The cross-sectional study of claims data evaluated the effects of the American Board of Internal Medicine's Choosing Wisely recommendations, which have been adapted in more than 20 countries, and payment policy for two lab tests that have long been associated with overutilization and low value for broad, population-based screening: vitamin D and thyroid hormone triiodothyronine (T3) levels.
The researchers reviewed records for three health systems: Ontario, Canada; the U.S. Veterans Health Administration; and the U.S. employer-sponsored insurance market. Choosing Wisely recommendations advised against both tests for population-wide use, and a payment policy against broad vitamin D testing was implemented in Ontario at the end of 2010.
Records for a total of approximately 54 million people were reviewed across the health systems. After the 2010 payment policy was changed in Ontario to eliminate coverage for broad vitamin D testing, there was a 92.7% reduction in screening, James Henderson, PhD, from Consulting for Statistics, Computing & Analytics Research (CSCAR) at the University of Michigan, and colleagues wrote. In contrast, the publication of Choosing Wisely recommendations on vitamin D resulted in a decrease in testing of 4.5% in Ontario, 13.8% for the U.S. Veterans Health Administration, and 14% for U.S. employer-sponsored insurance.
Following the release of Choosing Wisely recommendations against the use of low-value triiodothyronine testing, rates increased overall by small levels: 0.3% in Ontario, 0.7% in the Veterans Health Administration, and 3% for U.S. employer-sponsored insurance.
"These findings suggest that recommendations alone may be insufficient to significantly reduce use of low-value services and that pairing recommendations with policy changes may be more effective," Henderson and colleagues concluded.
Do Choosing Wisely tools work?
Low-value tests are prevalent and costly in the U.S. and internationally, but research has been lacking on how and why low-value services change over time, including through best practice recommendations, the authors wrote. For the study, the researchers reviewed vitamin D testing records for approximately 50.8 million individuals and T3 testing for approximately 3.4 million people.

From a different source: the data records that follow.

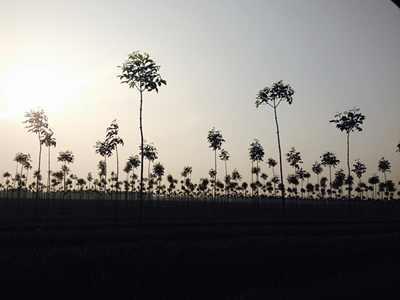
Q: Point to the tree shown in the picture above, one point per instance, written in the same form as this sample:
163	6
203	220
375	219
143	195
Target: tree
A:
37	123
359	168
49	141
67	158
224	156
215	139
340	178
158	170
374	180
104	149
150	153
271	164
113	139
329	159
187	172
273	97
141	72
384	166
256	153
348	122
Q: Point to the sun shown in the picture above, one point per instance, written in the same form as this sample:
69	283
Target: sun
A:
38	87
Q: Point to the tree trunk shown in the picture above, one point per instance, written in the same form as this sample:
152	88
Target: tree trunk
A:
283	195
140	198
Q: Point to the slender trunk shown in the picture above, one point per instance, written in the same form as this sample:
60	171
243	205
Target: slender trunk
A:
48	174
48	192
215	182
37	190
351	210
140	197
116	195
348	163
330	180
283	195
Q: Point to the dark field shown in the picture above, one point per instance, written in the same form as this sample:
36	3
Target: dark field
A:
197	250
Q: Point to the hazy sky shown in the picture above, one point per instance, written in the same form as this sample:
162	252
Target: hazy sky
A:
215	57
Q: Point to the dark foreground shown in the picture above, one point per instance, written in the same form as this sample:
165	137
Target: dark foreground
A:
82	249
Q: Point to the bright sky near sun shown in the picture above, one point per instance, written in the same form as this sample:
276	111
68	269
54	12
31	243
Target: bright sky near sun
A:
215	57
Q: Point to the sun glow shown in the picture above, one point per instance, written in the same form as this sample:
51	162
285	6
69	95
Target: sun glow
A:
37	86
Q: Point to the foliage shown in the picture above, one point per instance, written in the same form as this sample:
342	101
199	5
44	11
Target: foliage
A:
140	71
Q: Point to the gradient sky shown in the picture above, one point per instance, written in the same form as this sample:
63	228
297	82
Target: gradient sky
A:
215	57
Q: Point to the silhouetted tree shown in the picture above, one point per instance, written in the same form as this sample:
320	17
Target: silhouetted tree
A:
65	157
36	121
113	140
141	72
256	153
49	141
359	168
384	166
215	139
374	180
273	97
348	122
329	159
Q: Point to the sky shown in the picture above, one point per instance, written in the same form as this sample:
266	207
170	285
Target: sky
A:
215	56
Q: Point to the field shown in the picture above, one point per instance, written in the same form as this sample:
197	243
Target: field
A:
196	249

Screening for vitamin D deficiency has low value in people without high-risk conditions, notably renal disease. Meanwhile, T3 testing for patients with established hypothyroidism is not recommended -- rather, thyroid-stimulating hormone (TSH) tests should suffice, the authors noted.
"Given that Choosing Wisely is now an international campaign, there is need and opportunity to better understand how to improve the broad uptake of Choosing Wisely recommendations and to assess whether some countries and healthcare systems are more successful in this objective," Henderson and colleagues wrote.
Changes in payment policies affect utilization, but recommendations rely on an understanding of clinical status, and "payment policy change may be too prohibitive to ensure needed services can still be performed," the authors acknowledged. Diverse interventions, including payment incentives, may be appropriate to avoid the underuse of tests, they suggested.
Payment policy an 'underused lever'
"Payment policy is an underused lever to reducing low-value care," University of California, San Francisco (UCSF) cardiologists Dr. Sanket Dhruva and Dr. Rita Redberg wrote in an editorial about the study, also published February 10 in JAMA Internal Medicine.
But while payment policy has a lot of potential to reduce the use of tests with low value, it will take coverage to implement reimbursement changes, due to fears about lack of access to care, they suggested.
"However, noncoverage of low-value care is necessary to ensure thoughtful stewardship of limited healthcare resources and to ensure that patients do not receive nonevidence-based care for which the harms likely outweigh the benefits," Dhruva and Redberg wrote.